On the other side of the curtain, a baby starts crying. Somewhere farther down the hallway, a woman sobs quietly before trying to swallow it down. The sounds drift through the fabric like thick smoke. This is what I fall asleep to now. Crying women. Crying children. Whispers in the dark.

No names allowed. That was the first rule. You don't ask anyone their real name. You don't tell them yours. You're just… here.

And we're here because of me.

The events leading up to our current situation replay in my head on a loop.

I'm too young to legally work, but I know exactly what I'm going to be when I grow up. A lawyer. I've known it for years. When I turned fifteen, I walked into Schmidt & Associates one day like they owed me money. It’s one of the smaller law practices in Phoenix and was close to my home. I had a shot and I was going to take it.

The receptionist smiled at me, likely assuming I was some dumb kid asking for directions or to use the bathroom. “I need to speak to Mr. Schmidt,” I demanded.

The pretty brunette cocked her head. “Let's try that again. Hi, my name is Paula. And you are?”

“Future counsel. He doesn't know it yet, but I'm going to intern here.”

Paula laughed, but she humored me. “I like your spunk. He will too. Come on,” she'd said. She led me back to the corner office where Mr. Schmidt sat behind a massive mahogany desk. He leaned back in his leather chair, hands clasped over his sizable belly, the buttons of his shirt stressed to their limit. He listened as I told him why he should give me an internship.

“You're aware you're not old enough to work here, son?” he'd said.

“Yes, sir. I'm not asking for pay.
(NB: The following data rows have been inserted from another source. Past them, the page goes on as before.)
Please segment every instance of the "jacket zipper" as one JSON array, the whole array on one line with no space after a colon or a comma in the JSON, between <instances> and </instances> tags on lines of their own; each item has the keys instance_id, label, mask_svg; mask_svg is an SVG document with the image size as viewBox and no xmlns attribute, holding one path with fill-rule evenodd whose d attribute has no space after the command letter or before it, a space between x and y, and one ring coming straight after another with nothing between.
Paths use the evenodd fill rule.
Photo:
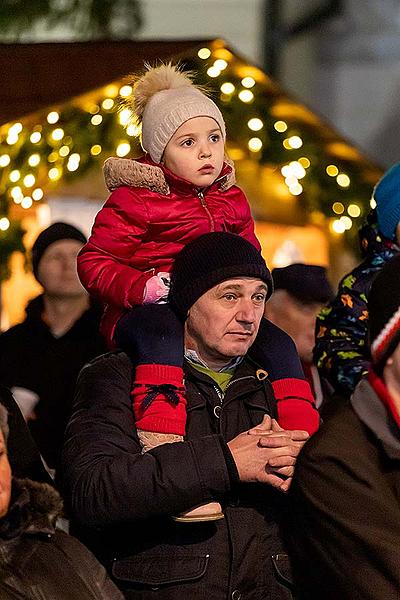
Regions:
<instances>
[{"instance_id":1,"label":"jacket zipper","mask_svg":"<svg viewBox=\"0 0 400 600\"><path fill-rule=\"evenodd\" d=\"M214 219L213 219L213 217L212 217L212 214L210 213L210 209L209 209L209 208L208 208L208 206L207 206L207 202L206 202L206 201L205 201L205 199L204 199L204 192L203 192L202 190L199 190L199 191L197 192L197 197L199 198L199 200L200 200L200 202L201 202L201 205L202 205L202 207L204 208L204 210L205 210L205 211L206 211L206 213L207 213L208 219L209 219L209 221L210 221L210 227L211 227L210 231L215 231Z\"/></svg>"},{"instance_id":2,"label":"jacket zipper","mask_svg":"<svg viewBox=\"0 0 400 600\"><path fill-rule=\"evenodd\" d=\"M254 379L254 378L255 378L254 375L245 375L243 377L239 377L238 379L234 379L233 381L230 381L228 383L228 385L225 388L225 392L223 392L217 385L213 385L213 388L218 396L219 405L221 407L221 410L222 410L222 403L225 398L226 390L229 388L230 385L232 385L233 383L236 383L237 381L243 381L244 379ZM217 419L219 419L221 410L216 412L214 409L214 415L217 417Z\"/></svg>"}]
</instances>

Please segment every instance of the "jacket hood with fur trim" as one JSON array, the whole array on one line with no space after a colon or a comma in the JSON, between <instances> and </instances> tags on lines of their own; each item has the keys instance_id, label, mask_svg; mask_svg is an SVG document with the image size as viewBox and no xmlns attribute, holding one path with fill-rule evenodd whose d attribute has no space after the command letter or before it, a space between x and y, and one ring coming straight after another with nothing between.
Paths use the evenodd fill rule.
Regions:
<instances>
[{"instance_id":1,"label":"jacket hood with fur trim","mask_svg":"<svg viewBox=\"0 0 400 600\"><path fill-rule=\"evenodd\" d=\"M139 159L108 158L104 163L103 173L110 192L121 186L131 186L148 188L163 196L170 193L171 176L176 177L162 165L154 163L147 155ZM217 179L222 191L235 185L235 167L230 158L225 157L221 175Z\"/></svg>"}]
</instances>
I'm asking for experience. I’ll file, make coffee, answer phones… whatever you need. I’ll even sweep and scrub toilets if you’ll teach me some things in return.”
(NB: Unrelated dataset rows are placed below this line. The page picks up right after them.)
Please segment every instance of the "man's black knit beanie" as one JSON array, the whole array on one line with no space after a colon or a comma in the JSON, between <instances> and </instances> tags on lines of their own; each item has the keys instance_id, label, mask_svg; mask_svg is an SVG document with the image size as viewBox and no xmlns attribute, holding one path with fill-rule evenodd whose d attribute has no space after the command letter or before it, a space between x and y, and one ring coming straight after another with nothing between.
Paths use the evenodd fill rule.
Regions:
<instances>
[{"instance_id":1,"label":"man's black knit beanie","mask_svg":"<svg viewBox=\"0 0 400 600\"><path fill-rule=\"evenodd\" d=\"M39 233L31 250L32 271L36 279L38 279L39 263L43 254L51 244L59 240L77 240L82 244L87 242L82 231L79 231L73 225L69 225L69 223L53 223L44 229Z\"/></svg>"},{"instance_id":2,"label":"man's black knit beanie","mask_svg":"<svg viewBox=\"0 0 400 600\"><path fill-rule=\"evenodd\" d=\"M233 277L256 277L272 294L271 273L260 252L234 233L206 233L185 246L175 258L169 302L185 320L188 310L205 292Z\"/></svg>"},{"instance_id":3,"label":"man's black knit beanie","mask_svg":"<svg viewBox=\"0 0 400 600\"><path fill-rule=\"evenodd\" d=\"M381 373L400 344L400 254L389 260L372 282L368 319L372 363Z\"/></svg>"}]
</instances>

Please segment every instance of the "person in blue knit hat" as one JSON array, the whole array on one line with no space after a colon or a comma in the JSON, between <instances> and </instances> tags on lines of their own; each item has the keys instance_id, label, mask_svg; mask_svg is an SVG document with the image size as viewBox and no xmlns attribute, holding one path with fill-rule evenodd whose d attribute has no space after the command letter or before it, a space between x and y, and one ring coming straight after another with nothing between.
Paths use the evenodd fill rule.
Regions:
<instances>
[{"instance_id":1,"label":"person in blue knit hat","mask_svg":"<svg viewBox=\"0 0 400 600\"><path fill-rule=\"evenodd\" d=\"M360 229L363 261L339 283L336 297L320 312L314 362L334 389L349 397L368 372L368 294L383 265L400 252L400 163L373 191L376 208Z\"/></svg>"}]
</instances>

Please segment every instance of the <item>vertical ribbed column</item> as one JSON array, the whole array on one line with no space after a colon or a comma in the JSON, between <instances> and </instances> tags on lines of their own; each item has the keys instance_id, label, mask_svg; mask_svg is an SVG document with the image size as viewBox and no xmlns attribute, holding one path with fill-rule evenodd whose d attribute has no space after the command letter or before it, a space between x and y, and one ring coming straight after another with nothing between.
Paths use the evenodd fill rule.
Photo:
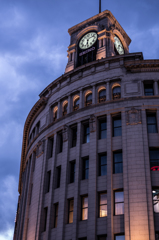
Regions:
<instances>
[{"instance_id":1,"label":"vertical ribbed column","mask_svg":"<svg viewBox=\"0 0 159 240\"><path fill-rule=\"evenodd\" d=\"M125 240L130 240L130 213L129 213L129 181L127 161L127 138L126 138L126 116L121 113L122 119L122 155L123 155L123 188L124 188L124 226Z\"/></svg>"},{"instance_id":2,"label":"vertical ribbed column","mask_svg":"<svg viewBox=\"0 0 159 240\"><path fill-rule=\"evenodd\" d=\"M83 90L80 90L80 104L79 104L79 108L83 107Z\"/></svg>"},{"instance_id":3,"label":"vertical ribbed column","mask_svg":"<svg viewBox=\"0 0 159 240\"><path fill-rule=\"evenodd\" d=\"M62 151L61 180L60 180L60 189L59 189L58 226L57 226L57 234L56 234L56 238L58 240L62 240L64 238L68 149L69 149L69 146L68 146L68 129L67 129L66 126L64 126L64 129L63 129L63 151Z\"/></svg>"},{"instance_id":4,"label":"vertical ribbed column","mask_svg":"<svg viewBox=\"0 0 159 240\"><path fill-rule=\"evenodd\" d=\"M92 98L92 104L96 103L96 86L93 85L93 98Z\"/></svg>"},{"instance_id":5,"label":"vertical ribbed column","mask_svg":"<svg viewBox=\"0 0 159 240\"><path fill-rule=\"evenodd\" d=\"M58 101L57 119L60 117L61 117L61 104L60 104L60 101Z\"/></svg>"},{"instance_id":6,"label":"vertical ribbed column","mask_svg":"<svg viewBox=\"0 0 159 240\"><path fill-rule=\"evenodd\" d=\"M144 149L144 160L145 160L145 174L146 174L146 195L147 195L147 211L148 211L148 227L150 240L155 239L154 229L154 216L153 216L153 202L152 202L152 184L151 184L151 171L149 161L149 145L148 145L148 133L147 133L147 122L146 122L146 111L142 110L142 133L143 133L143 149ZM159 143L158 143L159 144Z\"/></svg>"},{"instance_id":7,"label":"vertical ribbed column","mask_svg":"<svg viewBox=\"0 0 159 240\"><path fill-rule=\"evenodd\" d=\"M51 239L51 229L54 221L54 205L53 205L53 193L54 193L54 179L55 179L55 168L56 168L56 149L57 149L57 133L54 135L53 155L51 161L51 179L50 179L50 195L48 201L48 224L46 229L46 239Z\"/></svg>"},{"instance_id":8,"label":"vertical ribbed column","mask_svg":"<svg viewBox=\"0 0 159 240\"><path fill-rule=\"evenodd\" d=\"M109 93L109 81L107 82L107 86L106 86L106 92L107 92L107 96L106 96L106 100L109 101L110 100L110 93Z\"/></svg>"},{"instance_id":9,"label":"vertical ribbed column","mask_svg":"<svg viewBox=\"0 0 159 240\"><path fill-rule=\"evenodd\" d=\"M77 125L77 145L76 145L76 172L75 172L75 188L74 188L74 211L73 211L73 233L72 240L77 239L78 222L79 222L79 186L80 186L80 162L81 162L81 122Z\"/></svg>"},{"instance_id":10,"label":"vertical ribbed column","mask_svg":"<svg viewBox=\"0 0 159 240\"><path fill-rule=\"evenodd\" d=\"M158 81L157 80L154 82L154 94L158 95Z\"/></svg>"},{"instance_id":11,"label":"vertical ribbed column","mask_svg":"<svg viewBox=\"0 0 159 240\"><path fill-rule=\"evenodd\" d=\"M87 240L96 239L97 220L97 132L96 117L89 120L90 143L89 143L89 180L88 180L88 223Z\"/></svg>"},{"instance_id":12,"label":"vertical ribbed column","mask_svg":"<svg viewBox=\"0 0 159 240\"><path fill-rule=\"evenodd\" d=\"M113 236L113 157L112 157L112 118L107 115L107 238L114 240Z\"/></svg>"},{"instance_id":13,"label":"vertical ribbed column","mask_svg":"<svg viewBox=\"0 0 159 240\"><path fill-rule=\"evenodd\" d=\"M71 95L68 96L68 113L71 112Z\"/></svg>"}]
</instances>

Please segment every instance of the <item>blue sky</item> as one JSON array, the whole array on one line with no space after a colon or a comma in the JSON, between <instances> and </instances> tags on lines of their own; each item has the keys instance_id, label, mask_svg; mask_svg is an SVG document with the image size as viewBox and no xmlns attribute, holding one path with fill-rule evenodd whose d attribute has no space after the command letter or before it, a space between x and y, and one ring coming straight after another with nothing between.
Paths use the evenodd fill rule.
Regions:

He chortled—a deep, rolling laugh. After an hour-long conversation about my aspirations, he nodded. “You've got guts,” he'd said. “I like guts. You start Monday.”

And just like that, I took the first step toward my future.

I filed paperwork, organized case files, made coffee, and ran as many errands as I could on my bike. I sat silently in the back of consultations when they let me. It felt like the first real stride toward building a life that I had complete control over. My home life was anything but.

About six months into my internship, I was deep in a project archiving old files in the system when my phone rang. Dad. I ignored it. Once. Twice. The third time, I stepped into the small break room at the back of the office and answered.

“Dad. I'm working.”

His voice exploded through the phone so loud that Mrs. Carter, perched at the tiny kitchen table sipping coffee, jerked her head up. “I don't fucking care!” he roared. “I found the gay websites in your search history. You need to come home right now.”

My insides turned cold as my heart pounded in my ears. And beneath his shouting, I heard something worse. Mom. Screaming. Crying.

“Dad—” I started, but he'd hung up.

I'd considered not going. Riding my bike somewhere else. Sleeping at a friend's house. Waiting until morning. But I heard mom's scream again in my head. She struggles as it is. I don’t need to add to it.

I ran out of the office, jumped onto my bike, and pedaled hard, dread coursing through my veins.

I ditched my bike on the dead grass in front of our shitty house and ran to the front door. It was closed, but I could hear them through the thick wood. When I got inside, I found them in the living room. Dad's face was red, veins bulging. Mom was backed against the couch, hands raised—not to fight, just to shield herself.